Communities in a graph are clusters or groups of nodes that are more densely connected to each other than to the rest of the graph. In other words, nodes within the same community have many connections with each other and relatively fewer connections with nodes outside the group.

The result of this process in Neo4j looks something like this: data structured into entities and relationships with their properties, just as we wanted. In particular, Neo4j also offers the opportunity to have multiple vector indexes in the same instance, and we exploit this feature to separate the embeddings of chunks from those of communities.
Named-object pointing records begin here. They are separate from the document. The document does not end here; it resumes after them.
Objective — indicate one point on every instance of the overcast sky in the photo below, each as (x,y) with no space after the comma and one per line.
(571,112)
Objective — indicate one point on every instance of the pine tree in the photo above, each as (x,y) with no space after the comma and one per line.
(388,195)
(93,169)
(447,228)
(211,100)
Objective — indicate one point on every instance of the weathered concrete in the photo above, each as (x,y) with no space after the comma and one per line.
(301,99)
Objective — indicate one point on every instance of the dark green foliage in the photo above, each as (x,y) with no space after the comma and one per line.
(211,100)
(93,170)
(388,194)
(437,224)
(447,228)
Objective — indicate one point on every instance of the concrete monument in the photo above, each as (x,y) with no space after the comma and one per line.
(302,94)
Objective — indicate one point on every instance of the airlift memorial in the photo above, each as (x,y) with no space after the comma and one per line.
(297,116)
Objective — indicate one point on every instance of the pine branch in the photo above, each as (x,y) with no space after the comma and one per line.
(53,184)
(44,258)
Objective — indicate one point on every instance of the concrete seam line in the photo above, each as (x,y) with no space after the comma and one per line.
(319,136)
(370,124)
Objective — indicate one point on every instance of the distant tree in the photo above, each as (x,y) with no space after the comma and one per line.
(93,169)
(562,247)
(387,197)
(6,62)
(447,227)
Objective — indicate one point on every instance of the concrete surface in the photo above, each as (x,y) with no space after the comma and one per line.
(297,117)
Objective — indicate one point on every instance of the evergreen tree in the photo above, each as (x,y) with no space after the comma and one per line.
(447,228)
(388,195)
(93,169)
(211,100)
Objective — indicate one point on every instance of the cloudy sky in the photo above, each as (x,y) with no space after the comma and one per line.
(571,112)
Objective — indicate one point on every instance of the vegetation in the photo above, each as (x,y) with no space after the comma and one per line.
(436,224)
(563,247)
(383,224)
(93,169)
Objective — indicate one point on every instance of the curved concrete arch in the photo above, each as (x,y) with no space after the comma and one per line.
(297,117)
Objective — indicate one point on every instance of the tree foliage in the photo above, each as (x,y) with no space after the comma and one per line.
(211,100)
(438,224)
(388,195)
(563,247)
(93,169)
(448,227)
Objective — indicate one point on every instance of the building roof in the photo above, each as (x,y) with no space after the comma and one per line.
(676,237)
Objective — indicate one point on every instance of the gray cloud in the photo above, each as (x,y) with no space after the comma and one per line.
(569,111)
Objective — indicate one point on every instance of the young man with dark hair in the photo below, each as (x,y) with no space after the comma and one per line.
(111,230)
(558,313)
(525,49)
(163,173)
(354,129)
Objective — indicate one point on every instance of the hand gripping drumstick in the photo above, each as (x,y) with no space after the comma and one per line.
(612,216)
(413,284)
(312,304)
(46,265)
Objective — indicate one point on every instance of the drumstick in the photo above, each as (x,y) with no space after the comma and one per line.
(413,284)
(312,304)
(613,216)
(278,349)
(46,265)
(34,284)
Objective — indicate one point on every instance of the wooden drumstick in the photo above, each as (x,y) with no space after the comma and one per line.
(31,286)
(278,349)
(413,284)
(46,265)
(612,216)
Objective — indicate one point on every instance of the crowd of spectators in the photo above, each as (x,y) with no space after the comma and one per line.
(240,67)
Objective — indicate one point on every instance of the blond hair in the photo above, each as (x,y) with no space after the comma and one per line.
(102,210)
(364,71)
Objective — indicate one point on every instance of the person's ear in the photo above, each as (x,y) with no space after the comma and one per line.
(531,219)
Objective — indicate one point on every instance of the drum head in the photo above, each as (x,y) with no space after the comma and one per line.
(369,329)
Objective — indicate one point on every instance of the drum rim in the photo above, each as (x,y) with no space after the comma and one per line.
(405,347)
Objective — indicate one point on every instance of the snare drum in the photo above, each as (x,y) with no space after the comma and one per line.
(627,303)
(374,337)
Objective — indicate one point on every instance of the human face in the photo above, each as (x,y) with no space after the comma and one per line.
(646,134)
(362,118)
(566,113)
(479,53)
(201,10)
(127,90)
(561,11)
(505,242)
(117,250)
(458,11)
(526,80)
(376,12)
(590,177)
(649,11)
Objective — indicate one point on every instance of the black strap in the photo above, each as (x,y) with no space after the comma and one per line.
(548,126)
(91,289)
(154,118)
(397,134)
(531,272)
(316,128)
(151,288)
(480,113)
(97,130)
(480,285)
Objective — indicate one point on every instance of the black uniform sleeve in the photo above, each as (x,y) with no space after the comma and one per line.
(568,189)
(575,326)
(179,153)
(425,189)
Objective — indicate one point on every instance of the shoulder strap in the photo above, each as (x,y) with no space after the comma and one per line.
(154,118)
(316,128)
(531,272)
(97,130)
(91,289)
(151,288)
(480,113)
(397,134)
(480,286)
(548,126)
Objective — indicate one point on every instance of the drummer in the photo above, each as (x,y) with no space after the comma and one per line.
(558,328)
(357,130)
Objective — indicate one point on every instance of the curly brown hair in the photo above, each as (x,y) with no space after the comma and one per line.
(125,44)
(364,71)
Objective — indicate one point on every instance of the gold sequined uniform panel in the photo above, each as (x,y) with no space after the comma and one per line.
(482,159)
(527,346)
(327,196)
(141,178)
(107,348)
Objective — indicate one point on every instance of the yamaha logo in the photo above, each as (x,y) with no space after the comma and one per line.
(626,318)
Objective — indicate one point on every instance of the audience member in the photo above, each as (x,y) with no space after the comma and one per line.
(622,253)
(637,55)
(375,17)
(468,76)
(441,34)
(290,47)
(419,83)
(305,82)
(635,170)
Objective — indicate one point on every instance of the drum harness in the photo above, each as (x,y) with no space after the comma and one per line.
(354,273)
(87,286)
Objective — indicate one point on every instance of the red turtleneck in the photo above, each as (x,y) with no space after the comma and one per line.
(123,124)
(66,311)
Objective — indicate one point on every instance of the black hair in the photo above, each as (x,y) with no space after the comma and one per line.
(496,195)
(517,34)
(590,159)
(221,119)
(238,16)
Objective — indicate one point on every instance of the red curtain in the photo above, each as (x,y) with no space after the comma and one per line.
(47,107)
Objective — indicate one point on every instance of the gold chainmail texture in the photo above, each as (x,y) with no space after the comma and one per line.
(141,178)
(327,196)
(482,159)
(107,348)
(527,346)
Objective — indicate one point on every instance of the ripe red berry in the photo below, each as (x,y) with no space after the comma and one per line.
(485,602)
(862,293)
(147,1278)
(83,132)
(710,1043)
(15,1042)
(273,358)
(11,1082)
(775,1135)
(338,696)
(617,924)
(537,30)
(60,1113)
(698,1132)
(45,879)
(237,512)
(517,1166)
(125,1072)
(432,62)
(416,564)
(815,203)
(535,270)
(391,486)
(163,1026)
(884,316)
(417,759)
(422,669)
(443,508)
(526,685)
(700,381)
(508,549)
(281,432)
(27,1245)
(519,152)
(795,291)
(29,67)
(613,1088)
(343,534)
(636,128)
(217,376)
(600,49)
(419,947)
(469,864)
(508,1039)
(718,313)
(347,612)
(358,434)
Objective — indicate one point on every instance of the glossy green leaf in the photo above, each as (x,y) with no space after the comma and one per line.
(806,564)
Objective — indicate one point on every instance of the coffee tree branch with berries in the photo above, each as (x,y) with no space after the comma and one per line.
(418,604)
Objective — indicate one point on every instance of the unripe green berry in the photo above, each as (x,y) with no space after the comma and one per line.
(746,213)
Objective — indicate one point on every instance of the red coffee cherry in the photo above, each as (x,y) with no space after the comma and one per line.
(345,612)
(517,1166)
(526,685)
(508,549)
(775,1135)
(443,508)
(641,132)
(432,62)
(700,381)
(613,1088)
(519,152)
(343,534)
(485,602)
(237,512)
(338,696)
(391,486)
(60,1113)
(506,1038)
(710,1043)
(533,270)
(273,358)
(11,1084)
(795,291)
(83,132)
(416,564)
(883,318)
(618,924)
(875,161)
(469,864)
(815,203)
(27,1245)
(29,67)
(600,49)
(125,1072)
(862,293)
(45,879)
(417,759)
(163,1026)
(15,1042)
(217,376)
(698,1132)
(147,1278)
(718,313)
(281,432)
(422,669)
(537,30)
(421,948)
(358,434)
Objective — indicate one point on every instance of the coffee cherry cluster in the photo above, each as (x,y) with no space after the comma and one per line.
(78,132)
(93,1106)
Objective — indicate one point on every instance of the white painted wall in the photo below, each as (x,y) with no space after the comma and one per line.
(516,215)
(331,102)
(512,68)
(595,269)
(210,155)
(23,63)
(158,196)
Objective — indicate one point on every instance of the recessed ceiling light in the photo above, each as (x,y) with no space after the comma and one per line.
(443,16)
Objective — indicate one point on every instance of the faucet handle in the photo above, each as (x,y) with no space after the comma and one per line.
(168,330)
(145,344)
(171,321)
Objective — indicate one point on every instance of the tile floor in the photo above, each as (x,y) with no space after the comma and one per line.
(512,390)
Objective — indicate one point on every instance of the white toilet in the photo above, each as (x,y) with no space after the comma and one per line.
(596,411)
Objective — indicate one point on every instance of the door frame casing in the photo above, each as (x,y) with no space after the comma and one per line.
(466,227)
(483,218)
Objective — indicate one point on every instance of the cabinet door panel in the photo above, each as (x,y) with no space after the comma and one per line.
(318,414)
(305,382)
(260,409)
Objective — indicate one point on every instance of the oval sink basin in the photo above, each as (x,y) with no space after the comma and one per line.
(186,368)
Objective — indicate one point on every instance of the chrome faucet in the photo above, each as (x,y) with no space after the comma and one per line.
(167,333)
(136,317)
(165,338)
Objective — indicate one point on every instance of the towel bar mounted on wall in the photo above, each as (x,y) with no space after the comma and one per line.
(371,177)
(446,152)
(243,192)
Knowledge Graph obtained from European Commission Press Corner’s PDFs: we can observe Document nodes (lightblue), Chunk nodes (pink) and Entity nodes (orange). Blue nodes represent Community Reports and green nodes are for Graph Metrics.

In the image above, you might have noticed that some nodes in the Graph are more connected to each other, while other nodes have fewer connection and lie on the borders of the Graph. Since the image you are looking at is produced from the European Commission’s Press Corner pdfs, it is only normal that in the center we could find entities such as “Von Der Leyen” (President of the European Commission) or even “European Commission”: in fact, those are some of the most mentioned entities in our Knowledge Graph.

Below, you can find a more zoomed-in screenshot, where relationship and entity names are actually visible. The original filename of the document (lightblue) at the center is “Commission sets course for Europe’s AI leadership with an ambitious AI Continent Action Plan”. Apparently the extraction of entities and relationships via LLM worked fairly fine on this one.

Here labels and relationships are visible and can be used to get a grasp on the subject of one of the press releases.

Once the Knowledge Graph has been created, we can employ LLMs and Agents to query it and ask questions on the available documents. Let’s go for it!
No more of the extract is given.